Women in Esports are just as capable as men to compete at the highest level, and should be able to compete for the same large prize pools that men do.
There shouldn’t be any exclusion or harassment from the men. Women should be able to compete in the same leagues that men do, and have an equal shot at the top rosters for CS:GO, Valorant, and any other big-name Esports title.
They shouldn’t have to be in their own league or on a team that is solely women. They should be able to battle alongside their male counterparts and have the chance to hoist those big trophies and be proud of their hard work and accomplishments.
The talent is there and there are women that are very successful in their own right. If you go to esportsearnings.com you can see the top 500 female players that have competed over various titles and have won some substantial money, and that doesn’t even include streaming.
There are top players like Sasha Hostyn, Li Xiao Meng, and Katherine Gunn that have won over six figures from Starcraft, Hearthstone, Warzone, Dead or Alive 4, and other games. Despite them making so much money, they are only ranked in the low 200’s for overall esports players’ earnings, and there is no reason why more females can’t be in the top 100 or even higher.
Different Esports organizations across North America are moving in the right direction to get more women in tournaments so that they can showcase their skills. For example, there are various tournaments for Call of Duty that are either hosted by women, are for women only, or have women battling alongside top male CoD players in high purse search and destroy tournaments.
Just recently, Team Summertime (TST), who is a part of OpTiC Gaming, hosted a $150,000 Prosim Invitational in which Holly Barlow was a team captain and won the entire tournament with the team she selected, securing $30,000 for herself.
There is also GuhRL, who is the number one ranked woman in the world in the highest division in Apex Legends (and that’s not an easy task, I myself can barely get a kill in that game). But those are just a few — there are countless other female streamers and pro players in the Esports world that are representing themselves to the highest degree and showing young girls that they too can enter this industry and thrive.
There need to be more opportunities like these to showcase female talent, to secure big paychecks, and have a crack a Call of Duty League roster.
If they have the skill, patience, time, and dedication to do it (which they do), then there’s no reason why there aren’t any females in the Call of Duty League or any other major league with million-dollar prize pools. Who knows, one day there could be a female at the top of the Esports earnings rankings one day.
Until then, women will continue showcasing their amazing talent and grinding with streaming or smaller tournaments until given equal opportunity.

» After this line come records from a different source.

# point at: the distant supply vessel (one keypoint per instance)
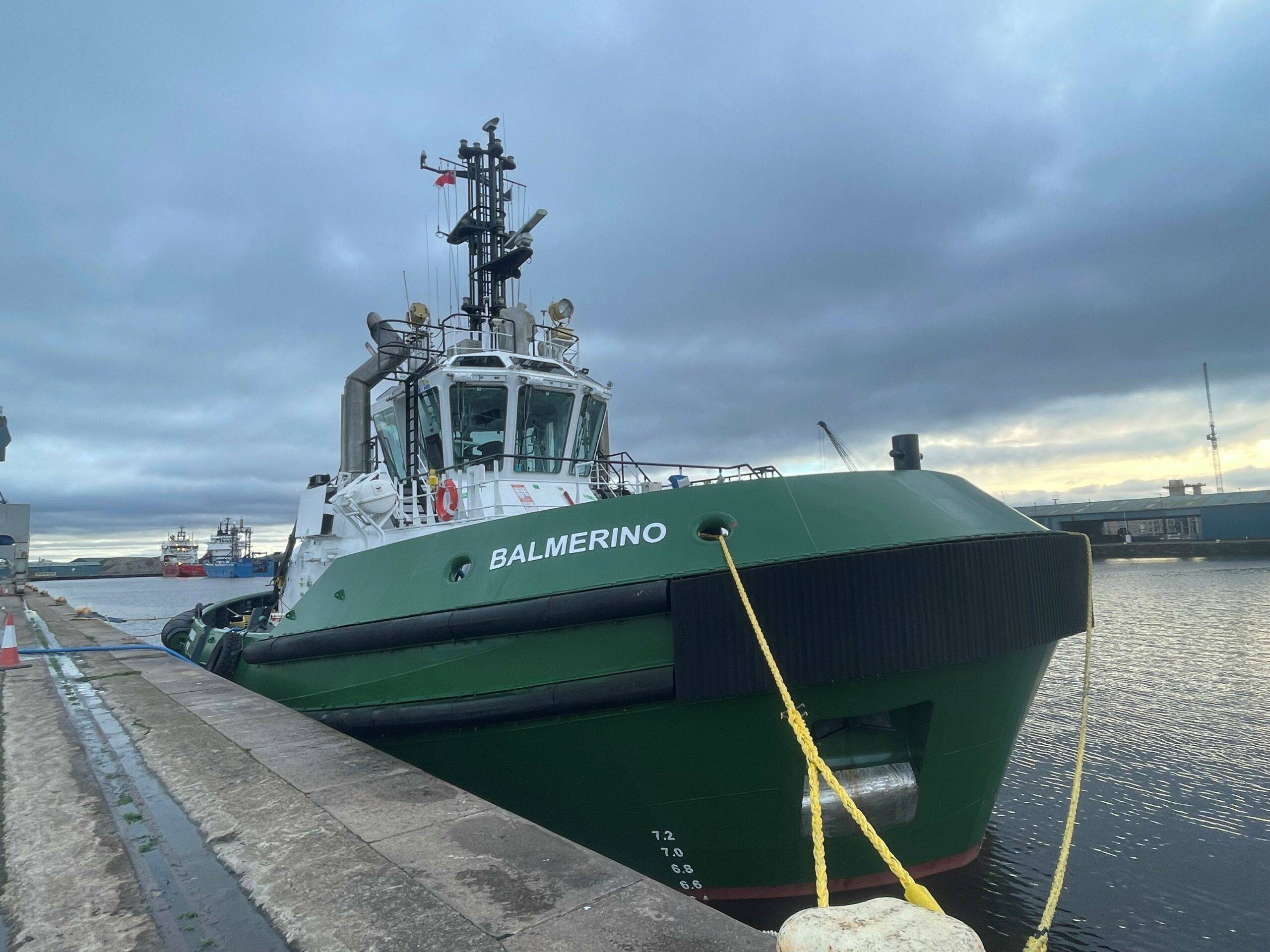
(229, 554)
(178, 555)
(487, 591)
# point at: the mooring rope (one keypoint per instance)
(1039, 941)
(816, 770)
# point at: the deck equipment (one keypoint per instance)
(489, 591)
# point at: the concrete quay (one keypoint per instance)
(150, 805)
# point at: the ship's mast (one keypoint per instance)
(495, 255)
(1212, 434)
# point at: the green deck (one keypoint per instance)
(724, 777)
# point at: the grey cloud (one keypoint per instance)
(894, 218)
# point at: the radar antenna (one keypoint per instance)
(495, 255)
(847, 456)
(1212, 434)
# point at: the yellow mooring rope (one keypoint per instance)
(816, 769)
(1039, 942)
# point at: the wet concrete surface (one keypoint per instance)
(343, 847)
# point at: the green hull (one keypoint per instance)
(701, 790)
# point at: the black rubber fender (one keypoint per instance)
(177, 625)
(226, 654)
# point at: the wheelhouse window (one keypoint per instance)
(478, 416)
(541, 428)
(430, 431)
(390, 441)
(591, 420)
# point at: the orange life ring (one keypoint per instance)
(446, 502)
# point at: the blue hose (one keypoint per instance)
(105, 648)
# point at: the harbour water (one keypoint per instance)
(1173, 849)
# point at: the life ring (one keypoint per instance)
(446, 502)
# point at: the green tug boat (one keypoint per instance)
(489, 593)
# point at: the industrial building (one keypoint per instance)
(1175, 516)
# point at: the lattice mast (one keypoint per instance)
(495, 254)
(1212, 434)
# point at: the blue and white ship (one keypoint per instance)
(229, 554)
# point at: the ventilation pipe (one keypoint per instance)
(906, 452)
(355, 422)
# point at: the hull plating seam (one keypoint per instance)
(885, 612)
(461, 624)
(544, 701)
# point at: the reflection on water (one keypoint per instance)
(151, 595)
(1173, 851)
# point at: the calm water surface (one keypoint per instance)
(1173, 849)
(154, 595)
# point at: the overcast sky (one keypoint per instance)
(1016, 229)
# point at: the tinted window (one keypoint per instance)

It wouldn’t be an ORG taking a “risk” on a female, it would be an ORG providing an opportunity for an Esports player that is very capable of fitting into their roster, no matter the role. I hope to see more female streamers, content creators, and especially pro players next year and years to come, because it would be amazing for Esports, amazing for the younger generation, and just overall good wholesome feelings that humankind is moving forward in the right direction.